There couldn't be a more important time to listen to Femi Kuti. With citizens struggling for democracy in Libya, Egypt, Tunisia and beyond, Africa is a hotbed of sociopolitical progress. Kuti's music is an ideal soundtrack. These days, his 2001 single "Fight to Win" seems eerily prophetic in decrying the poverty of the majority and the moral turpitude of certain powerful minorities.

But Kuti wasn't always the voice of the downtrodden and disenfranchised. For many years, that title belonged to his father, Afrobeat superstar Fela Kuti, whose infectious beats and controversial messages lured legions of fans to the genre.

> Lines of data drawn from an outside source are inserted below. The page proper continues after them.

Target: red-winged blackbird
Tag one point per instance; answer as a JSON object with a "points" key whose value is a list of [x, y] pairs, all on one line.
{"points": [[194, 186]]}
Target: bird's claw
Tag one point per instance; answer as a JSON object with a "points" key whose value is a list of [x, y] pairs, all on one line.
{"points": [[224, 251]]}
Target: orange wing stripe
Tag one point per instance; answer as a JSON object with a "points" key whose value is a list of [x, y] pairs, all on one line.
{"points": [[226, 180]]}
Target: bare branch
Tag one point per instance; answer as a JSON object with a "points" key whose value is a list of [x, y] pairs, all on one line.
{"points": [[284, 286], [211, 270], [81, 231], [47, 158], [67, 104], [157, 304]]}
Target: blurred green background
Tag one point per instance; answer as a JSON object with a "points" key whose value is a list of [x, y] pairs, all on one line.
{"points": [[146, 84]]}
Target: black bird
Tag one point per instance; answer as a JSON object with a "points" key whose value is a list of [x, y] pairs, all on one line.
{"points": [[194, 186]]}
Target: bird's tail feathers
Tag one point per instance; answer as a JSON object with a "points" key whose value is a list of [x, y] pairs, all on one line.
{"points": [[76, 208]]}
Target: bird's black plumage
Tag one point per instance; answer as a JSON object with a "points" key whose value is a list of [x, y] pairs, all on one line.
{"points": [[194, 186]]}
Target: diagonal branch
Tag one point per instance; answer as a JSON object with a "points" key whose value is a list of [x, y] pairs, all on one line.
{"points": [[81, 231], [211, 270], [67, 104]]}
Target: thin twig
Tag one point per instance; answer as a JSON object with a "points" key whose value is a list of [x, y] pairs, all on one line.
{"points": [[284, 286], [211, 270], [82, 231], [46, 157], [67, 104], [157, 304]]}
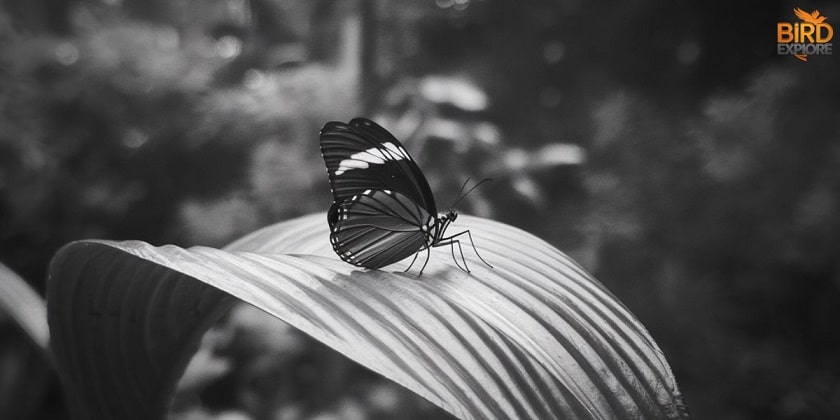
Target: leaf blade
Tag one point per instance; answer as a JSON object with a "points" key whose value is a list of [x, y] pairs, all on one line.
{"points": [[536, 337]]}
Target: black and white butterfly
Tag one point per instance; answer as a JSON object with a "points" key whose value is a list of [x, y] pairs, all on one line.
{"points": [[383, 210]]}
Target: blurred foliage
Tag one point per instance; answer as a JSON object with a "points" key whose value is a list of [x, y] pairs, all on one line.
{"points": [[662, 144]]}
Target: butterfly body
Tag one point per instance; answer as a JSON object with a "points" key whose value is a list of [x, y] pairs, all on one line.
{"points": [[383, 210]]}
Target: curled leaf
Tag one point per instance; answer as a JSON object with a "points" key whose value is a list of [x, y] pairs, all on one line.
{"points": [[536, 337]]}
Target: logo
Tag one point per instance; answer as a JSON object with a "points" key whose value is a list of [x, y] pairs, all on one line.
{"points": [[811, 36]]}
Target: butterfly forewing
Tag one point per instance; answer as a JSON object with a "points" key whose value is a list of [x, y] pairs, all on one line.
{"points": [[379, 227], [364, 156]]}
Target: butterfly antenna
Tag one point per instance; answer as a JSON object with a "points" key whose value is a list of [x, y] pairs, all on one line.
{"points": [[458, 199], [459, 193]]}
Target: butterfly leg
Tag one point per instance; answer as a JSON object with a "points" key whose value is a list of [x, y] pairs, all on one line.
{"points": [[424, 262], [447, 241], [412, 262], [451, 242]]}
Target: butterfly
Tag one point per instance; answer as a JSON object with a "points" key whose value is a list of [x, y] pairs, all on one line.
{"points": [[383, 210]]}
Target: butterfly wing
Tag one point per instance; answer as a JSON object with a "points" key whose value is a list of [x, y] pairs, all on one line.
{"points": [[362, 155], [376, 228]]}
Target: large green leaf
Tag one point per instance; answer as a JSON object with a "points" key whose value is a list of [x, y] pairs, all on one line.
{"points": [[536, 337]]}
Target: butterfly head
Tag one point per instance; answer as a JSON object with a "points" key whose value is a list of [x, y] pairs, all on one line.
{"points": [[450, 215]]}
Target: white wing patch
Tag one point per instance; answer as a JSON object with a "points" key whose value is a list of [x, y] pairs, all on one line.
{"points": [[374, 155]]}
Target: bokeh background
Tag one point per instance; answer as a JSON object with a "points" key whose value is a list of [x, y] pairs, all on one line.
{"points": [[663, 144]]}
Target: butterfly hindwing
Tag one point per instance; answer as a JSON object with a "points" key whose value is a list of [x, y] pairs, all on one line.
{"points": [[376, 228], [364, 156]]}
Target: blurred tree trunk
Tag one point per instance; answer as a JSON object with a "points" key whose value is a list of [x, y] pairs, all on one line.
{"points": [[39, 15]]}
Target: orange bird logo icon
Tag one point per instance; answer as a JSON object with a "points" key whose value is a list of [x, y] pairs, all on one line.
{"points": [[813, 17]]}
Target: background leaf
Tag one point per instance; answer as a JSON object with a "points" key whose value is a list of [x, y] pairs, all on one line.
{"points": [[536, 337]]}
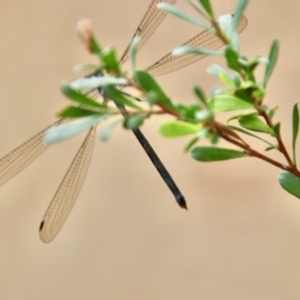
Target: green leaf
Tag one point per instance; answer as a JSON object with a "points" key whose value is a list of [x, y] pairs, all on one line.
{"points": [[133, 121], [272, 112], [252, 122], [96, 82], [232, 58], [273, 55], [173, 10], [178, 128], [133, 50], [147, 82], [85, 68], [290, 183], [183, 50], [276, 129], [119, 97], [295, 130], [251, 134], [95, 46], [107, 131], [76, 112], [223, 103], [190, 144], [229, 81], [200, 95], [76, 96], [206, 154], [226, 24], [110, 59], [65, 131], [207, 7], [238, 12]]}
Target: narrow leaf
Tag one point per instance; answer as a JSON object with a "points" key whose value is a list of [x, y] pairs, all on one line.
{"points": [[190, 144], [116, 95], [200, 94], [183, 50], [295, 129], [110, 59], [226, 24], [232, 58], [175, 11], [206, 154], [238, 12], [290, 183], [148, 83], [96, 82], [65, 131], [251, 134], [76, 96], [133, 122], [133, 50], [107, 131], [178, 128], [252, 122], [76, 112], [223, 103], [207, 7], [273, 55]]}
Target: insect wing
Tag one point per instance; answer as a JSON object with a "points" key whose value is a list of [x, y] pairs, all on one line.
{"points": [[204, 39], [67, 193]]}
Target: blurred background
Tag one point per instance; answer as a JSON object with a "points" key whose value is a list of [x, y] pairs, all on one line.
{"points": [[126, 238]]}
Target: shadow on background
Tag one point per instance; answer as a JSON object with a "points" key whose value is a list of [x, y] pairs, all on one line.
{"points": [[126, 237]]}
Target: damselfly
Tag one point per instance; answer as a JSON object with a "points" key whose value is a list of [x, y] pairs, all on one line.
{"points": [[67, 193]]}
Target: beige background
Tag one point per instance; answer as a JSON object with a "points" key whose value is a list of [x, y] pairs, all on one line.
{"points": [[126, 238]]}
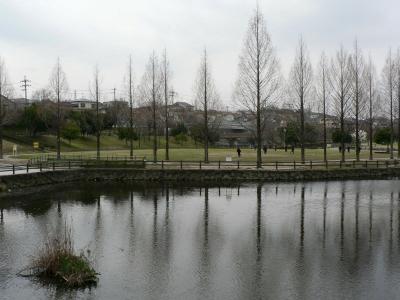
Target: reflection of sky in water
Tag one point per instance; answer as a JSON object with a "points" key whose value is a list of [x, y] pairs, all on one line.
{"points": [[289, 240]]}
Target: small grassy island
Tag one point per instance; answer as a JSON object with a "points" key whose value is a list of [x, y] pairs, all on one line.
{"points": [[57, 261]]}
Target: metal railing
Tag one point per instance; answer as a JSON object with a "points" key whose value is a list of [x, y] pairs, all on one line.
{"points": [[51, 164]]}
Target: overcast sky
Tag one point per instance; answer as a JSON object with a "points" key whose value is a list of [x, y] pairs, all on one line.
{"points": [[84, 33]]}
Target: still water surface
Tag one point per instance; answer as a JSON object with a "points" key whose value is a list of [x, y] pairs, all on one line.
{"points": [[321, 240]]}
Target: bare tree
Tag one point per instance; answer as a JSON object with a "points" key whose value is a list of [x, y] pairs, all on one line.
{"points": [[206, 97], [95, 90], [357, 68], [388, 88], [165, 80], [259, 75], [301, 84], [150, 91], [59, 86], [340, 83], [131, 94], [372, 96], [323, 93]]}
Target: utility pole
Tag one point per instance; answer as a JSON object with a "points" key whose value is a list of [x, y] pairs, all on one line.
{"points": [[114, 91], [25, 84], [131, 110]]}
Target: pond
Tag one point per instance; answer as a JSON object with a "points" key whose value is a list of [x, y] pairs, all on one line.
{"points": [[332, 240]]}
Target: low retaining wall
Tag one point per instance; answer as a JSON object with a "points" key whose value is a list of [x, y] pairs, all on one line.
{"points": [[15, 183]]}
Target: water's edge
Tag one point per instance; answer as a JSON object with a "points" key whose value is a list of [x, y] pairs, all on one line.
{"points": [[27, 183]]}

Though the younger Kuti has worked hard to establish his own identity and fan base, it hasn't been easy. He helped introduce legions of fans to a percussive blend of jazz and funk music by playing in his dad's band, Egypt 80. In 1986, Femi formed a 13-piece orchestra, the Positive Force, striving to make Afrobeat's epic jams more accessible to fans of short-and-sweet pop tunes.

Adding hip-hop and the edgy elegance of modern dance, the London-born Nigerian snagged a deal with Motown Records, which released his self-titled debut in 1995. The album drew praise from critics, but Kuti's father died of AIDS in 1997, burying the young artist in sadness and almost halting his fledgling success as fans mourned the loss of a legacy. Thankfully, Kuti emerged from the darkness more driven than ever, garnering rave reviews for 1999's Shoki Shoki, then delving deeper into hip-hop on 2001's Fight to Win, which featured Mos Def and Common.

Though the last decade has only yielded two studio CDs, Fight to Win and 2008's Grammy-nominated Day by Day, Kuti has continued to refine his message, even as Nigerian authorities ban his songs from the radio and threaten his nightclub's patrons. Using these provocations as fuel, he recorded his gritty new release, Africa for Africa, which illuminates Africa's passion for progress from a much different perspective than that of the evening news. Join the revolution this Sunday as he brings its songs to the Majestic.